We can also use the “terms” function to see what the most common words are for each topic. The first argument in the function is the model name followed by the number of words you want to see. We will look at 10 words per topic.
terms(lda3, 10)
## Topic 1 Topic 2 Topic 3
## [1,] "people" "lord" "god"
## [2,] "came" "god" "one"
## [3,] "god" "israel" "things"
## [4,] "behold" "man" "say"
## [5,] "pass" "son" "truth"
## [6,] "lord" "king" "man"
## [7,] "yea" "house" "lord"
## [8,] "land" "one" "life"
## [9,] "now" "come" "see"
## [10,] "things" "people" "good"
Interpreting these results takes qualitative skills and is subjective.

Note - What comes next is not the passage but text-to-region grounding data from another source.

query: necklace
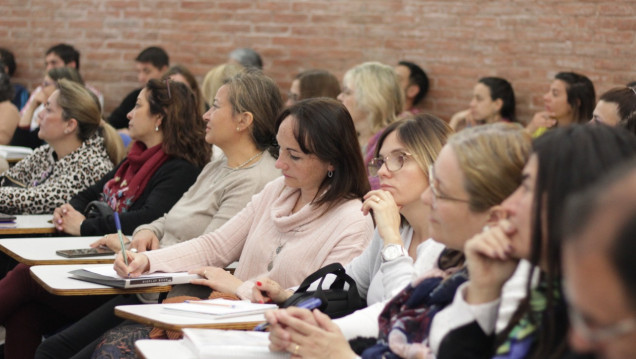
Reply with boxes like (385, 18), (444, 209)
(231, 151), (264, 170)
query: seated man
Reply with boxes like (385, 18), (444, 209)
(395, 60), (429, 114)
(563, 160), (636, 359)
(107, 46), (169, 130)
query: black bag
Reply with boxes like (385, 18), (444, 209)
(83, 200), (114, 219)
(281, 262), (366, 319)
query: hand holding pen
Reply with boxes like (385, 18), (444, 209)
(112, 213), (150, 278)
(254, 297), (322, 331)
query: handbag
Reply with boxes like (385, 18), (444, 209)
(281, 262), (366, 319)
(83, 200), (115, 219)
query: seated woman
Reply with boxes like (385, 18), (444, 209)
(526, 71), (595, 136)
(590, 86), (636, 133)
(253, 113), (452, 337)
(449, 77), (517, 132)
(337, 62), (404, 189)
(265, 123), (531, 358)
(53, 78), (208, 236)
(93, 97), (375, 358)
(0, 69), (19, 144)
(430, 125), (636, 359)
(12, 67), (85, 149)
(0, 79), (209, 359)
(35, 70), (284, 359)
(285, 69), (341, 107)
(0, 79), (123, 214)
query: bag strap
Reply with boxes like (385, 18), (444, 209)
(294, 262), (365, 309)
(294, 262), (346, 293)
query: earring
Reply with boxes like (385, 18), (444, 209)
(64, 129), (69, 134)
(155, 125), (159, 132)
(328, 170), (333, 178)
(236, 127), (240, 132)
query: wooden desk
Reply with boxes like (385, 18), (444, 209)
(136, 340), (196, 359)
(30, 264), (172, 296)
(0, 236), (115, 265)
(0, 215), (56, 236)
(115, 303), (264, 332)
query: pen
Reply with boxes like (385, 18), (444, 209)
(113, 212), (128, 267)
(253, 297), (322, 332)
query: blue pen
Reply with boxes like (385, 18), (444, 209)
(113, 212), (128, 267)
(253, 297), (322, 332)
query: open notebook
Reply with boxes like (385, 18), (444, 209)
(182, 328), (289, 358)
(163, 299), (277, 319)
(69, 265), (200, 289)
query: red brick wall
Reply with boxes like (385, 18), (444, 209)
(2, 0), (634, 122)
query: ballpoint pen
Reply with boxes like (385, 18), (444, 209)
(253, 297), (322, 332)
(113, 212), (128, 267)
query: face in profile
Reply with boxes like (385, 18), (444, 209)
(38, 90), (71, 143)
(126, 88), (160, 144)
(544, 79), (572, 120)
(591, 100), (621, 127)
(469, 83), (501, 123)
(202, 84), (237, 147)
(337, 79), (366, 125)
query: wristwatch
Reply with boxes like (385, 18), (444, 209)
(381, 244), (407, 262)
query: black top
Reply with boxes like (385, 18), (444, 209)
(70, 156), (201, 236)
(107, 88), (141, 129)
(10, 127), (44, 149)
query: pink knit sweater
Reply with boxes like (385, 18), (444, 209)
(144, 177), (374, 299)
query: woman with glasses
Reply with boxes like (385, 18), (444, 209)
(430, 125), (636, 359)
(254, 114), (451, 335)
(265, 123), (531, 358)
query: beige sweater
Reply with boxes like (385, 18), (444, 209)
(133, 152), (280, 246)
(145, 176), (374, 300)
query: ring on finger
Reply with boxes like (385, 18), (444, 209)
(203, 270), (207, 278)
(373, 196), (380, 203)
(482, 225), (491, 233)
(293, 344), (300, 355)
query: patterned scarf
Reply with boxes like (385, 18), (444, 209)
(102, 141), (169, 212)
(362, 267), (469, 359)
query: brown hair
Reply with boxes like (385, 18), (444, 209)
(145, 79), (210, 168)
(276, 98), (370, 209)
(224, 69), (283, 158)
(56, 79), (124, 164)
(296, 69), (341, 101)
(599, 87), (636, 132)
(162, 64), (206, 117)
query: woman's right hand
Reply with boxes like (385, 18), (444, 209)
(129, 229), (160, 252)
(90, 233), (130, 251)
(252, 278), (294, 304)
(464, 219), (519, 304)
(113, 250), (150, 278)
(362, 190), (403, 246)
(526, 111), (556, 134)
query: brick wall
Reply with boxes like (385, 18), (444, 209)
(2, 0), (634, 122)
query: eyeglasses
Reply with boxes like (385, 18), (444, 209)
(568, 304), (636, 344)
(367, 151), (412, 177)
(428, 165), (471, 203)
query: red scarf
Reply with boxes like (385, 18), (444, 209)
(102, 141), (170, 212)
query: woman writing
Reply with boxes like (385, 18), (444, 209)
(35, 70), (284, 359)
(53, 78), (208, 235)
(265, 123), (531, 358)
(0, 79), (123, 214)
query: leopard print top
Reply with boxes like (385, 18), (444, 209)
(0, 133), (114, 214)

They all seem to be talking about the same thing. Topic 3 (Bible) seems to focus on Israel and Lord while topic 1 (Mormon) is about God and people. Topic 2 (Buddha, Meditations, and Quran) speak of god as well but the emphasis has moved to truth and the word one.
Conclusion
This post provided insight into developing topic models using R. The results of a topic model analysis is highly subjective and will often require strong domain knowledge. Furthermore, the number of topics is highly flexible as well and in the example in this post we could have had different numbers of topics for comparative purposes.